Tadle

Summary

In the protocol there is a MarketPlaceInfo struct holding the current status of the marketplace. A marketplace is created in the SystemConfig.sol only by the owner of the contract. The struct contains marketPlaceStatus which is used in many places in the protocol for being able to call certain functions meaning it is very important one. It can be set to five different status types :
UnInitialized, Online, AskSettling, BidSettling, Offline

When for example an bid/ask offer/order is being called to be closed/settled the marketplace status is always checked to make sure that the status is the correct one for the certain function. When the status of the marketplace must be changed updateMarketPlaceStatus() is being called only by the owner again to change it.
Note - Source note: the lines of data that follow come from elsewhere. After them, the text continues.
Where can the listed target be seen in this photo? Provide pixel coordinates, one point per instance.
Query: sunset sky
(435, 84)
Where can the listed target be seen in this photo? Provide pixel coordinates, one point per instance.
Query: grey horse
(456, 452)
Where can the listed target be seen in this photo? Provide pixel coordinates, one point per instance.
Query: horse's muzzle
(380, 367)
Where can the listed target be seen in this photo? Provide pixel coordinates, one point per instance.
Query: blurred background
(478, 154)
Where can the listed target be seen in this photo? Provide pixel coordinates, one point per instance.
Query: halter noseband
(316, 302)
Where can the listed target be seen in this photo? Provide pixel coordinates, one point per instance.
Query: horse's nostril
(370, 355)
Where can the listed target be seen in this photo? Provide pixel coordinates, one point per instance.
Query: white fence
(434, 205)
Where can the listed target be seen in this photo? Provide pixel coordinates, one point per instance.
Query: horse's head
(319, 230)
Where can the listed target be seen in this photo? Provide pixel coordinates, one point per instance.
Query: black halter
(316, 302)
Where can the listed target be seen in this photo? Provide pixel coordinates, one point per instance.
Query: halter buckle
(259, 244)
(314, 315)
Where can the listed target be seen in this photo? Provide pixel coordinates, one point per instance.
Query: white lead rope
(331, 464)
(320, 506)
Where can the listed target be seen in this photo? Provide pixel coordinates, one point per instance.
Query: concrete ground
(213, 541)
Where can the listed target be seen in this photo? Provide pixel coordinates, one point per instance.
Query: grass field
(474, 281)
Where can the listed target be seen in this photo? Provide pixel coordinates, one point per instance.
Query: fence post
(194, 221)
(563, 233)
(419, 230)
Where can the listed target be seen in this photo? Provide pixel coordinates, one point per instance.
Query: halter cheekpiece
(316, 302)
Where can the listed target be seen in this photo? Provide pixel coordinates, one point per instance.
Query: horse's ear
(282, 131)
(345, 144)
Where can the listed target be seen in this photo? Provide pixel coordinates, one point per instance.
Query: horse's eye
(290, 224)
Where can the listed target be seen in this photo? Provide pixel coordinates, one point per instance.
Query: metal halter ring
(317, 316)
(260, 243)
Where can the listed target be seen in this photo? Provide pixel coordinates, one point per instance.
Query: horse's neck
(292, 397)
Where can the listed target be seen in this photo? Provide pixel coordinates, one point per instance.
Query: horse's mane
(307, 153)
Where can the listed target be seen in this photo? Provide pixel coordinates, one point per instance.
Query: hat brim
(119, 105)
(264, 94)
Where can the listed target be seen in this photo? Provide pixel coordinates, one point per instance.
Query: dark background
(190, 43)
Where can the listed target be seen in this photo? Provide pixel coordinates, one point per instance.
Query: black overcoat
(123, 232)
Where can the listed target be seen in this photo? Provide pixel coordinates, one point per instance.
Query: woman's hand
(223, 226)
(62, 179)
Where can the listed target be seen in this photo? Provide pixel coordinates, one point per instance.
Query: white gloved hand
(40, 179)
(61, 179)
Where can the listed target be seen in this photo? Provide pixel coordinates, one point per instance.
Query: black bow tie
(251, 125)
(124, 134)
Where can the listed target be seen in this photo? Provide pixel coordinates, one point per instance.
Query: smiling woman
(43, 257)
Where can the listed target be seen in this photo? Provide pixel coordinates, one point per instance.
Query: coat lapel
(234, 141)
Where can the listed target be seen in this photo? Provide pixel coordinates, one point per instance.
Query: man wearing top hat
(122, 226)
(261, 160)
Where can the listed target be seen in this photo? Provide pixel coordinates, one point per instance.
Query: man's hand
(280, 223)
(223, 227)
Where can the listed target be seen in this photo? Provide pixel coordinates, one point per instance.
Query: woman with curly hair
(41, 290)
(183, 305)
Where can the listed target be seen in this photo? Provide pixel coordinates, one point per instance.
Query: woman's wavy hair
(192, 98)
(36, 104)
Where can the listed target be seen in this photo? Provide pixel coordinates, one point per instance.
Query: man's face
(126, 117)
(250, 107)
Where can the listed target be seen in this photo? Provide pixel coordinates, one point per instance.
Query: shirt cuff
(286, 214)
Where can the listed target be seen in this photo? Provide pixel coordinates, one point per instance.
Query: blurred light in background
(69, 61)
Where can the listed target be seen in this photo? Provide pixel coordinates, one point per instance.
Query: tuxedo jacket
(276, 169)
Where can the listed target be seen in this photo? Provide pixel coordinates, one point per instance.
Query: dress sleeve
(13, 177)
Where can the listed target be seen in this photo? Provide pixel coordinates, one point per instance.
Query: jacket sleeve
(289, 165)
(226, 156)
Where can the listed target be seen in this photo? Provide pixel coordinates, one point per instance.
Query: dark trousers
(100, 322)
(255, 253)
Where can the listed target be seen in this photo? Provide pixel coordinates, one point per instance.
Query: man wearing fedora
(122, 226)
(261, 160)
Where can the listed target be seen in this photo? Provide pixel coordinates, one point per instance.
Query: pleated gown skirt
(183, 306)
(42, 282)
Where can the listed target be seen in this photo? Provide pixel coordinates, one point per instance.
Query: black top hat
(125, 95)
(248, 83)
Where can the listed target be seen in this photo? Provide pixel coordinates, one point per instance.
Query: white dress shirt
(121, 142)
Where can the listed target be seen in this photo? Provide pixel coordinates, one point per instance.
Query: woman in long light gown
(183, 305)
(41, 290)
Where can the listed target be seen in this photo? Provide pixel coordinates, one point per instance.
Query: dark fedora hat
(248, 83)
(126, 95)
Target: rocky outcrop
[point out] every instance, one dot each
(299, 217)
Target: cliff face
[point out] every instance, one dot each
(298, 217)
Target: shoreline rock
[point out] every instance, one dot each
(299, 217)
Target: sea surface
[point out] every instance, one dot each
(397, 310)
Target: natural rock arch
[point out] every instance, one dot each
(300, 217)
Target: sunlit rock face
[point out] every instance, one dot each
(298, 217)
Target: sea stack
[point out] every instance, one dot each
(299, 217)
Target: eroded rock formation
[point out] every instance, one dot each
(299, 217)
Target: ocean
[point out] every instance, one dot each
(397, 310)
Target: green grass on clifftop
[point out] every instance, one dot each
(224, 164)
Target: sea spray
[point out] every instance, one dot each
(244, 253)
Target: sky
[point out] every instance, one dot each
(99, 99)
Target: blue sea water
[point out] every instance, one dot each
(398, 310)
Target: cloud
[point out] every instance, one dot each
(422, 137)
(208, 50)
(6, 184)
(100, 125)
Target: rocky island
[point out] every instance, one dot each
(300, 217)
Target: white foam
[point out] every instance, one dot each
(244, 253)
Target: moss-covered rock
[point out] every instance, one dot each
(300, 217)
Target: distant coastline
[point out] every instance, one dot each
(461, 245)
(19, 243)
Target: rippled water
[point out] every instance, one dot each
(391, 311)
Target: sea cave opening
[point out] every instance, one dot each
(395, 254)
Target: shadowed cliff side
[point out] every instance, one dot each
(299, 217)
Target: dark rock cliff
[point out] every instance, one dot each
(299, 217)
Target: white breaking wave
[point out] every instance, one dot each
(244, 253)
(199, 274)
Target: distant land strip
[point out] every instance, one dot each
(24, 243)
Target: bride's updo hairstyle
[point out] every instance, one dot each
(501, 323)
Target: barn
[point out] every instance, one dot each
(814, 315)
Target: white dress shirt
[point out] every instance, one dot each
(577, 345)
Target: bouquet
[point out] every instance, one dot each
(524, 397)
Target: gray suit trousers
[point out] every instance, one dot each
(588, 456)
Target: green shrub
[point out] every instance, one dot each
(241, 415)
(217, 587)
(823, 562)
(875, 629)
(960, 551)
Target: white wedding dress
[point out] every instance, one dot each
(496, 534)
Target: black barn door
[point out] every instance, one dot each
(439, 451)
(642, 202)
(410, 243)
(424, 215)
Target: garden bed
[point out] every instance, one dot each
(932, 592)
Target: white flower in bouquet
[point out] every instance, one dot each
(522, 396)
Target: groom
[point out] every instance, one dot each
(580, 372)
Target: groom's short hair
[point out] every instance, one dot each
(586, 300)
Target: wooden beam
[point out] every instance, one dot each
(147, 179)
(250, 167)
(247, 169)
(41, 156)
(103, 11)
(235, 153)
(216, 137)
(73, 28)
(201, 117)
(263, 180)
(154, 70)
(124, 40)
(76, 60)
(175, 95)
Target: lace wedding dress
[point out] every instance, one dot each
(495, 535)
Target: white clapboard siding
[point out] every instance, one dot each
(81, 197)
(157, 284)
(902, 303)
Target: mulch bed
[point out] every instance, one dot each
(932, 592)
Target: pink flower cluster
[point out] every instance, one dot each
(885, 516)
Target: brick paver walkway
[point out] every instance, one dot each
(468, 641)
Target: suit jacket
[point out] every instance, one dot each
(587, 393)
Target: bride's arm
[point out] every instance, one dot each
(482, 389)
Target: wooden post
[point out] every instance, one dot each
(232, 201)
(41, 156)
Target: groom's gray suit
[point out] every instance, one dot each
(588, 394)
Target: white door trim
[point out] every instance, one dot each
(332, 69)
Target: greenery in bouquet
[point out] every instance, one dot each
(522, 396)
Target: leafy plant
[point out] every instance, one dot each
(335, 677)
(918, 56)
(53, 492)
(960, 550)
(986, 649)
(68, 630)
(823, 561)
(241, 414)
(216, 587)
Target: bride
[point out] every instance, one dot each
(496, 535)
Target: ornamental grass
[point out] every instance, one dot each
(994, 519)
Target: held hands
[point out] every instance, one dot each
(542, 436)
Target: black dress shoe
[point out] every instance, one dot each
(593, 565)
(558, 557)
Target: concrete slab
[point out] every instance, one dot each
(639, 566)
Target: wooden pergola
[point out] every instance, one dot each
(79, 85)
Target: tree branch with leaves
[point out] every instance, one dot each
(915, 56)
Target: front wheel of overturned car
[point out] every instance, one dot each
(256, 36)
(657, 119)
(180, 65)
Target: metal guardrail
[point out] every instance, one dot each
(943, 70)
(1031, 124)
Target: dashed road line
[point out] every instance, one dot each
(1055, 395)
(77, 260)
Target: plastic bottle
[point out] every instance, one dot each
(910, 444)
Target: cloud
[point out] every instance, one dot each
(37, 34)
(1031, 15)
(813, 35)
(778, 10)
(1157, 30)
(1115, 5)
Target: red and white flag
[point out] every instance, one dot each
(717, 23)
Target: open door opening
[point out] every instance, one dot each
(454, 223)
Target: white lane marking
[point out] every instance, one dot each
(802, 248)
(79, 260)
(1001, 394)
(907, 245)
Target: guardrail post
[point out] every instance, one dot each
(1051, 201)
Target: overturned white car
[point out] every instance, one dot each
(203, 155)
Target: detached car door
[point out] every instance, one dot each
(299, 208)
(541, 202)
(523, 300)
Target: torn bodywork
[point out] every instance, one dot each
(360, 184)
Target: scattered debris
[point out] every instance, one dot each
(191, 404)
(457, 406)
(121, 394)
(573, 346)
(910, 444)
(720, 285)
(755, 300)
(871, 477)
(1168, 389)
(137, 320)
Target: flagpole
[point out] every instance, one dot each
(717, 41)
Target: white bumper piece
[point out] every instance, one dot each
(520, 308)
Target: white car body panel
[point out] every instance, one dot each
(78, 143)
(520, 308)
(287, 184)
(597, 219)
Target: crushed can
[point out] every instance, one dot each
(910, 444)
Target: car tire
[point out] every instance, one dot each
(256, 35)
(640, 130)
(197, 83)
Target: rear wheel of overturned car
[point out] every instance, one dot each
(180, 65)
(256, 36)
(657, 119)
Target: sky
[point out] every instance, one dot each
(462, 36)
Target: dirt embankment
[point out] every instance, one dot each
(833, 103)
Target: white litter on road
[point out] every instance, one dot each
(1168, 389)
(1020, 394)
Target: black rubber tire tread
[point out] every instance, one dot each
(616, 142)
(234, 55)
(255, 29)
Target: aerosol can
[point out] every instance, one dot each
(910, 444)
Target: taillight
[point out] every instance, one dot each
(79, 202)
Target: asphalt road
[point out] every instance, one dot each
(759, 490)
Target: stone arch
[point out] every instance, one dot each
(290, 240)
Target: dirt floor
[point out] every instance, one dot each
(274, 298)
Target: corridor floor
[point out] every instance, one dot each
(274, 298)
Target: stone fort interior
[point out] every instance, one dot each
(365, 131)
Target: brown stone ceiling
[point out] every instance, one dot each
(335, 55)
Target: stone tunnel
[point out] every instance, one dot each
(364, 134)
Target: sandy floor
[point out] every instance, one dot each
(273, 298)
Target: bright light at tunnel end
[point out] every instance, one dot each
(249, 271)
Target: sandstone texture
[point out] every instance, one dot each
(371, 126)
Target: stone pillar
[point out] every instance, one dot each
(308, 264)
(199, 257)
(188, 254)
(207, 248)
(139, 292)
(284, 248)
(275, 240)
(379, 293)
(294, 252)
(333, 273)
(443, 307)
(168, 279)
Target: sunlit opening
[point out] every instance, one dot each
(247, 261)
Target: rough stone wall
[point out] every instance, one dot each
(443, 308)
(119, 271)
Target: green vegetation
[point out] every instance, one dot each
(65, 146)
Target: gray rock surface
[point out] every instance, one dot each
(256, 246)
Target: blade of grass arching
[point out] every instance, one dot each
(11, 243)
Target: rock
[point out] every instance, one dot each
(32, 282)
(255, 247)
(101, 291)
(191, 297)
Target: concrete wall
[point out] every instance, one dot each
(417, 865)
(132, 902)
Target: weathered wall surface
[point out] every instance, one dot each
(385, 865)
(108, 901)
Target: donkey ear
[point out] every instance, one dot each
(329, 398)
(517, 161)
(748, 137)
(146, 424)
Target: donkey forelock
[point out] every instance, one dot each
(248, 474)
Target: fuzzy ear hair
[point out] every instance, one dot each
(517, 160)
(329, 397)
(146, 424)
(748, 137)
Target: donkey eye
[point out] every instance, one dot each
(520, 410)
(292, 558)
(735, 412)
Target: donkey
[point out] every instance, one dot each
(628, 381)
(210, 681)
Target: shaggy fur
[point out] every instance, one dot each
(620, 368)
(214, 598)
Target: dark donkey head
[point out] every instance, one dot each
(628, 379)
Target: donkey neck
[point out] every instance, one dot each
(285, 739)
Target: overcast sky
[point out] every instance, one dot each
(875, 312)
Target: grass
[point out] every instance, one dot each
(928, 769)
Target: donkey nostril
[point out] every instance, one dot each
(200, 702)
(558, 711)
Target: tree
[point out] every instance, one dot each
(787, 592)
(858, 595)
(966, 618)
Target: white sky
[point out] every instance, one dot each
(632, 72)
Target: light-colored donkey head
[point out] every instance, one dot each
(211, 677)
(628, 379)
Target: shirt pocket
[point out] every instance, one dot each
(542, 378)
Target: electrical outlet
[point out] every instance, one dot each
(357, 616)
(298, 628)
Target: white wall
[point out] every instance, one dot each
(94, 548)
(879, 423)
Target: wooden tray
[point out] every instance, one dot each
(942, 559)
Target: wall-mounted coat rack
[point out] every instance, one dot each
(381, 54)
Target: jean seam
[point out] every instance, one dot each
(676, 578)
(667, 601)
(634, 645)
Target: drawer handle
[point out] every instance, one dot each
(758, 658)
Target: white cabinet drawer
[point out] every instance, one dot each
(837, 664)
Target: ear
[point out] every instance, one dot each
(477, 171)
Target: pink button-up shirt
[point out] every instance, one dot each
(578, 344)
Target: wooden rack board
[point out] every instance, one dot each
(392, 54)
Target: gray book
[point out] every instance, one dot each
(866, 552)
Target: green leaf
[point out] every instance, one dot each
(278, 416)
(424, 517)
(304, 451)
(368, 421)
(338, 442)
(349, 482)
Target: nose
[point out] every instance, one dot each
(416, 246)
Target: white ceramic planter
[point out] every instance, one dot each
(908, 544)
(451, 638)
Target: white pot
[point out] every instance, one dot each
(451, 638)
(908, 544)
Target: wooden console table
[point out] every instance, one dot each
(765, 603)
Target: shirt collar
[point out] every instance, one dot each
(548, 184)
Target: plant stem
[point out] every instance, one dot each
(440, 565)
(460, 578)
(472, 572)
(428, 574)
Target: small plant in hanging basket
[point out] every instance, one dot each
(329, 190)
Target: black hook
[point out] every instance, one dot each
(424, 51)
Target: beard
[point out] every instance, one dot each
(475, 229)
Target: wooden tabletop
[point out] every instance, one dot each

This makes the whole protocol functionality dependent on the owner address .

Vulnerability Details

The whole protocol functionality is strongly dependent of the the owner address of SystemConfig.sol for updating the current marketPlaceStatus manualy, expecting that the owner address must be always online on time everytime when the market status must be updated so the cycle of the market can continue, and if he is not able to do so on time the collateral of users deposited in the protocol can be frozen or the whole market cycle.
For example In the docs is said that Once the project tokens are released, the settlement deadline will count down for 24 hours up to 72 hours (depending on the users offer details) but as we can see no check for that period being started or ended is being checked depending fully on the owner address .

Impact

Market cycle and user funds can be frozen duo to centralization dependencie.

Tools Used

Manual review

Recommendations

Implement a functionality for automatic transition atleast for status = AskSettling, BidSettling, by setting any period activity for each of them and when the period is over move to the next one.